O-1A shares significant evidentiary overlap with EB-1A extraordinary ability in the employment-based green card system. A well-documented O-1A record is often the foundation of a strong EB-1A petition. Pursuing O-1A after a cap non-selection is not an either-or choice against future H-1B attempts — someone can hold O-1A status while registering for H-1B cap in subsequent years.
Other cap-free nonimmigrant options worth knowing: L-1 intracompany transferee visas for people moving within a qualifying multinational organization, E-3 for Australian nationals in specialty occupations, and TN for Canadians and Mexicans in NAFTA-eligible occupations. None of these involve H-1B cap registration. Each has its own eligibility requirements and limitations.
Nine months until FY 2028 — what matters before March 2027
The FY 2028 registration window is expected to open in March 2027. The wage-level weighted lottery will still govern selection unless DHS revises the rule, which requires a full notice-and-comment rulemaking — not a rapid process. What may change is the $100,000 proclamation fee, scheduled to expire around September 2026. If it is not renewed, FY 2028 would be the first registration cycle since 2025 without the additional $100,000 per-petition cost, which would likely increase registration volume significantly.
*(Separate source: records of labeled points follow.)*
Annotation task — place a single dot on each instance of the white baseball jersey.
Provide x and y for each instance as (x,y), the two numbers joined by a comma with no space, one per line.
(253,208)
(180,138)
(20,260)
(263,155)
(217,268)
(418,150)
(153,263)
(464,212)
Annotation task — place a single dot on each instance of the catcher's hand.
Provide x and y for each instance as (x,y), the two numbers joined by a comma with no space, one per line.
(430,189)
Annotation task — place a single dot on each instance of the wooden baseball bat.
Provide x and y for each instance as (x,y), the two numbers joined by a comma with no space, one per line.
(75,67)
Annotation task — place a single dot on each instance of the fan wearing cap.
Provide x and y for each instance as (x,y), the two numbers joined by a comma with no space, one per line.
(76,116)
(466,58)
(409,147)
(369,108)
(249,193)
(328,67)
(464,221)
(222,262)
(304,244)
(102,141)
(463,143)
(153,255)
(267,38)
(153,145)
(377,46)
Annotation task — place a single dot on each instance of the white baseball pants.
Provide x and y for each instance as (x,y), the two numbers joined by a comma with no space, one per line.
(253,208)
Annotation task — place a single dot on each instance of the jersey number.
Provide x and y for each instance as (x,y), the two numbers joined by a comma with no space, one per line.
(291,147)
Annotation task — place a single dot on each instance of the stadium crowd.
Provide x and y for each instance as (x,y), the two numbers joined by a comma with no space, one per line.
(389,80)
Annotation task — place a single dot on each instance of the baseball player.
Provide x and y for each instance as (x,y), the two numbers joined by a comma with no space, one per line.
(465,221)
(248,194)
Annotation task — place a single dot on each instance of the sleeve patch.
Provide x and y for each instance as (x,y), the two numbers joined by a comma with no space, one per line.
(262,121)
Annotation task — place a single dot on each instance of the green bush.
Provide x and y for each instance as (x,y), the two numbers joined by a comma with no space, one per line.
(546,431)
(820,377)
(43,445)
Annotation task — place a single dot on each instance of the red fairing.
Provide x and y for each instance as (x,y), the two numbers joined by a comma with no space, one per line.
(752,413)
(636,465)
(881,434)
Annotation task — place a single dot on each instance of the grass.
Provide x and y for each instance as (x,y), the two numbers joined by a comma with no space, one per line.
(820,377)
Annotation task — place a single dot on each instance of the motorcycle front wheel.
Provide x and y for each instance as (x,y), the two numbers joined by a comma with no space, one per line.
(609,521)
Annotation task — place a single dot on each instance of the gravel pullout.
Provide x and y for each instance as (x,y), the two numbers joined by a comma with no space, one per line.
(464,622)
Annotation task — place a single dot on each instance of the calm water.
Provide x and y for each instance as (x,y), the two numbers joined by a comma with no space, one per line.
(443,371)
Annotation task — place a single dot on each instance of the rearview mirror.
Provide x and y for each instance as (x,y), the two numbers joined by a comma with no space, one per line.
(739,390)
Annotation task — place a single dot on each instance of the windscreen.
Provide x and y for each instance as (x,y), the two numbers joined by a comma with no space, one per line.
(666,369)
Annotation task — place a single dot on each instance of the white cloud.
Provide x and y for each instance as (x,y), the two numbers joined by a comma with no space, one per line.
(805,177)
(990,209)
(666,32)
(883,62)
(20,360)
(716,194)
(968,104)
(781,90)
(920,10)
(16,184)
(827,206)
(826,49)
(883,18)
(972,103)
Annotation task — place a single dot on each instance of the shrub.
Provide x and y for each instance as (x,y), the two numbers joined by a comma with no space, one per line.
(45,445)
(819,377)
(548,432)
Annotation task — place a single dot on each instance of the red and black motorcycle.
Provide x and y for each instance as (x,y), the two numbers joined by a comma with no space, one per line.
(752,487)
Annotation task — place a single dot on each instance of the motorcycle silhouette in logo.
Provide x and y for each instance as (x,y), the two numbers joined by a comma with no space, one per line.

Higher volume means lower per-tier selection odds under the weighted system. For workers and employers planning ahead, the question is not just whether to register for FY 2028 — it is which wage level to target. Someone who registered Level I in FY 2027 with roughly 15 percent odds should assess whether a genuine move to Level II or III is feasible with their employer before March 2027. The weighted system directly rewards that kind of planning.
This article is informational only and does not constitute legal advice. H-1B cap strategy, options for non-selected workers, and the specifics of cap-exempt employment, O-1A eligibility, or FY 2028 planning should be discussed with a licensed immigration attorney who can review your specific situation and current immigration status.